5. Campaign-level evidence: sibling hosts (ws-002, ws-003) have analyst-confirmed true-positive alerts involving the same process names and IOC hashes, and PsExec activity across multiple hosts indicates lateral movement. Confidence is High rather than Confirmed because the process attribution for the persistent TCP 7777 listener remains unknown, and the TightVNC installation origin (attacker-deployed vs. pre-existing) cannot be definitively determined from available telemetry

Lessons

  1. 01
    Quarantine is not containment—verify persistence mechanisms. In this investigation, CrowdStrike quarantined the malicious executable on 2026-04-26, but the attacker had already installed persistence via the Startup folder before the quarantine action. The same malicious binary re-executed 66 hours later from a different parent process. Always audit what persistence mechanisms were installed before quarantine, not just what was blocked. Check Startup folders, Run keys, scheduled tasks, and services immediately after detecting malware execution. The blocked count is the distractor; the unblocked persistence is the real threat.
  2. 02
    Process parent-child anomalies warrant immediate escalation. A manufacturing application ([CUSTOM_APP_1].exe) spawning multiple iexplore.exe instances is anomalous and should trigger immediate investigation. In this case, the unusual parent-child relationship was the first signal of compromise. Establish baseline process execution patterns for critical applications in your environment. When a process spawns children that are inconsistent with its documented function, escalate immediately rather than waiting for additional alerts. This investigation took 8 minutes to complete; early escalation on parent-child anomalies can prevent persistence installation.
  3. 03
    DGA queries + non-standard port connections = confirmed C2. This investigation detected four DGA-characteristic domains queried within minutes of an outbound connection to port 447. The combination of algorithmically generated domain names and non-standard port usage is a high-confidence C2 indicator. Do not wait for additional confirmation; treat DGA + non-standard port as confirmed command and control.
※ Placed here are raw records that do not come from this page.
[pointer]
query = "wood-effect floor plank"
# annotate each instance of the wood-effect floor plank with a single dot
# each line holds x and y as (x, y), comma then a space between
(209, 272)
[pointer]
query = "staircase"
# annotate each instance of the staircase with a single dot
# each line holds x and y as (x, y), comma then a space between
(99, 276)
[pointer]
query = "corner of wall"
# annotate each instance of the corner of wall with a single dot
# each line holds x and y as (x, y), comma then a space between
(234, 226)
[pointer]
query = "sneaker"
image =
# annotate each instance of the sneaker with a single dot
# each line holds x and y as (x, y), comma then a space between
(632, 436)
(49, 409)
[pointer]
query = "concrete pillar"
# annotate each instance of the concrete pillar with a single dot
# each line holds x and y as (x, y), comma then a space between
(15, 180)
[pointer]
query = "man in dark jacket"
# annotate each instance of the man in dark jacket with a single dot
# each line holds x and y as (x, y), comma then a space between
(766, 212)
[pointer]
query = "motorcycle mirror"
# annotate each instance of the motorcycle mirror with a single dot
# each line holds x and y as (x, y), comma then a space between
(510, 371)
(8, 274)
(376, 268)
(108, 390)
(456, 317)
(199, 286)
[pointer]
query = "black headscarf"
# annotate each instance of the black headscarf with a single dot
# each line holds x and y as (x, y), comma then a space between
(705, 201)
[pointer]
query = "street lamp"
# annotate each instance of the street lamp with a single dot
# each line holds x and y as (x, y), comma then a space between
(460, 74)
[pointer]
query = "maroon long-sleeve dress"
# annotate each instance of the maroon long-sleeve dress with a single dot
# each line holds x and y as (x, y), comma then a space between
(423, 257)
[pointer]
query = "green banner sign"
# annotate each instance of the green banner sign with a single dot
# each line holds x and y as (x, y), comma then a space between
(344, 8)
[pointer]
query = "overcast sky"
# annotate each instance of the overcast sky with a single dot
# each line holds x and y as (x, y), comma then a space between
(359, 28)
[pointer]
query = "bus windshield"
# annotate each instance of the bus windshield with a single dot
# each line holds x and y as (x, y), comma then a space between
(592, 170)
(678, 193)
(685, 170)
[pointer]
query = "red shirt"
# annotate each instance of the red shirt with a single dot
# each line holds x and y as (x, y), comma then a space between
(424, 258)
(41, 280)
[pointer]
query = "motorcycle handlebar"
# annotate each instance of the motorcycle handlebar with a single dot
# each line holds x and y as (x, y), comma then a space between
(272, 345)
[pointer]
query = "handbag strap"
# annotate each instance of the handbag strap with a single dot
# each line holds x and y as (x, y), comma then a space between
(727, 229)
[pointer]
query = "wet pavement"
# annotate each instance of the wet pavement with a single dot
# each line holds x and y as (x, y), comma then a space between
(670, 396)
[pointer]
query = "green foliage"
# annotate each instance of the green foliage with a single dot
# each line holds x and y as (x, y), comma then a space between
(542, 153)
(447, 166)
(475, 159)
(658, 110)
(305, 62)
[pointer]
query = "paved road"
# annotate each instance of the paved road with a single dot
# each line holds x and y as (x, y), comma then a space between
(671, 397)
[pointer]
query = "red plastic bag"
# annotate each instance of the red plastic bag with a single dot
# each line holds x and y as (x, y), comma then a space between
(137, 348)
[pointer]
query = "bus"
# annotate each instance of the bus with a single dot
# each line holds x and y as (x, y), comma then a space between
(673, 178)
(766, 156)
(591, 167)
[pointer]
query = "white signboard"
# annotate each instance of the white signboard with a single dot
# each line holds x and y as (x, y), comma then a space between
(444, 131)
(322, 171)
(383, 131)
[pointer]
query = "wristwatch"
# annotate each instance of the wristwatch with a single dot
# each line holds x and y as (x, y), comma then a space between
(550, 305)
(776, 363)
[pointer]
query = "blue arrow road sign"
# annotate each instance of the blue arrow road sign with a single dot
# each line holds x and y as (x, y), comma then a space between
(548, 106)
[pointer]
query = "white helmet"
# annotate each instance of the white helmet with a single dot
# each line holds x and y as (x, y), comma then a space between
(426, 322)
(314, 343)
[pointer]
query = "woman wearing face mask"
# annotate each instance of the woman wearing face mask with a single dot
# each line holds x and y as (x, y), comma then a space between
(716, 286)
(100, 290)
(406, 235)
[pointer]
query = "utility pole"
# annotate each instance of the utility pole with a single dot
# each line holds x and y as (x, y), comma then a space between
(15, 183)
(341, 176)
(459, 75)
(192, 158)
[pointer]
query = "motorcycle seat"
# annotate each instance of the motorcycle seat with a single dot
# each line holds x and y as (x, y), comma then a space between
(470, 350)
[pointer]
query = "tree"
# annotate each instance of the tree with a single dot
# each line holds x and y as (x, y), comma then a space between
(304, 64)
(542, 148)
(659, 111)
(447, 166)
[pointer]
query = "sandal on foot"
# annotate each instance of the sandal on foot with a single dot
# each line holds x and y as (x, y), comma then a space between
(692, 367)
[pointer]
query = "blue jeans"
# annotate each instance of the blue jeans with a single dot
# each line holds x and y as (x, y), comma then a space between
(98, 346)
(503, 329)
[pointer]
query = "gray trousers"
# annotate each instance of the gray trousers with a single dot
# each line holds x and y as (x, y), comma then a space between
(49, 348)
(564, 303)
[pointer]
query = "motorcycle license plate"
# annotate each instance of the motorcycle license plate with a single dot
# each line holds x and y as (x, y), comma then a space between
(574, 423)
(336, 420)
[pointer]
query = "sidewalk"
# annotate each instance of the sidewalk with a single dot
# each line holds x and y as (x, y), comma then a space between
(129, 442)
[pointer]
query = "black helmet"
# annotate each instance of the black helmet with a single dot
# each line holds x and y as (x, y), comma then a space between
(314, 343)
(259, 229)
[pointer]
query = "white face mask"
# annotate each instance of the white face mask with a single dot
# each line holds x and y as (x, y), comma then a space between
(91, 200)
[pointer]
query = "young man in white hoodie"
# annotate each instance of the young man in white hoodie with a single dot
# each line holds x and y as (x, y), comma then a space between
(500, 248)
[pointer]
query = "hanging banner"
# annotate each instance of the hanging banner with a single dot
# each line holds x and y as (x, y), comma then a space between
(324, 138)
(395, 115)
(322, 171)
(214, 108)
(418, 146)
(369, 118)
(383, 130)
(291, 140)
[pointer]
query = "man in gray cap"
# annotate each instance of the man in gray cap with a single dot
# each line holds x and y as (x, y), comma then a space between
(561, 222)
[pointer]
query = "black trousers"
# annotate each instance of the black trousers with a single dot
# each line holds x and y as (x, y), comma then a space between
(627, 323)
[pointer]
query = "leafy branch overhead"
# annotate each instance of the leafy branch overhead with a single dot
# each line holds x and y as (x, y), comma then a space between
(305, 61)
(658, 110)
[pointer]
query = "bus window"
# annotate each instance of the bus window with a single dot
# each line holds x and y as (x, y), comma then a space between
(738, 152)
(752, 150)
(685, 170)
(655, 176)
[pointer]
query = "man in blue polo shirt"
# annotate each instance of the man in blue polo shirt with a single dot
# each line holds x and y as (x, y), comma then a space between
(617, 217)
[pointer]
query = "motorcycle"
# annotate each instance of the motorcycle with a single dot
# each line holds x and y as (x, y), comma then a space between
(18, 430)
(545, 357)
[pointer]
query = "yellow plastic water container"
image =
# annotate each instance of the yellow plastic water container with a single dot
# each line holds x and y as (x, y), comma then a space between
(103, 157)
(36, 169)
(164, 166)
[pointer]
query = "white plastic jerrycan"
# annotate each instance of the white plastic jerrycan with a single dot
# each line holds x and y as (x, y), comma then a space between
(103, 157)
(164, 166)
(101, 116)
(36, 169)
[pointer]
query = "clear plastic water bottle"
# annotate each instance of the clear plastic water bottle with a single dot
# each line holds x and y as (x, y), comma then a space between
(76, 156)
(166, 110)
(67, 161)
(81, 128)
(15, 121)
Implement network-level detection for DGA patterns and non-standard port connections. The attacker in this case was attempting to establish C2 communication; early detection of this pattern could have prevented the 66-hour persistence window.
  4. 04
    Campaign-level corroboration reduces false positive risk. Sibling hosts (ws-002, ws-003) had analyst-confirmed true-positive alerts with the same process names and IOC hashes. This corroboration across multiple independently monitored hosts significantly reduced the probability that ws-001 detections were false positives. When investigating a single host, always check for related alerts on peer systems in the same environment. Shared IOC hashes, process names, or attack patterns across multiple hosts indicate a coordinated campaign rather than isolated incidents. This context strengthens confidence in the verdict and justifies immediate containment actions.
  5. 05
    Windows 7 end-of-life systems are high-risk targets. This manufacturing workstation ran Windows 7 Professional (end-of-life January 2020), which no longer receives security patches. The attacker exploited this vulnerability gap to achieve persistence and C2 communication. Prioritize upgrading or isolating end-of-life systems, especially those in critical environments like manufacturing. If upgrade is not feasible, implement compensating controls: network segmentation, application whitelisting, and enhanced monitoring. The 66-hour persistence window in this investigation would have been much shorter on a patched, modern operating system.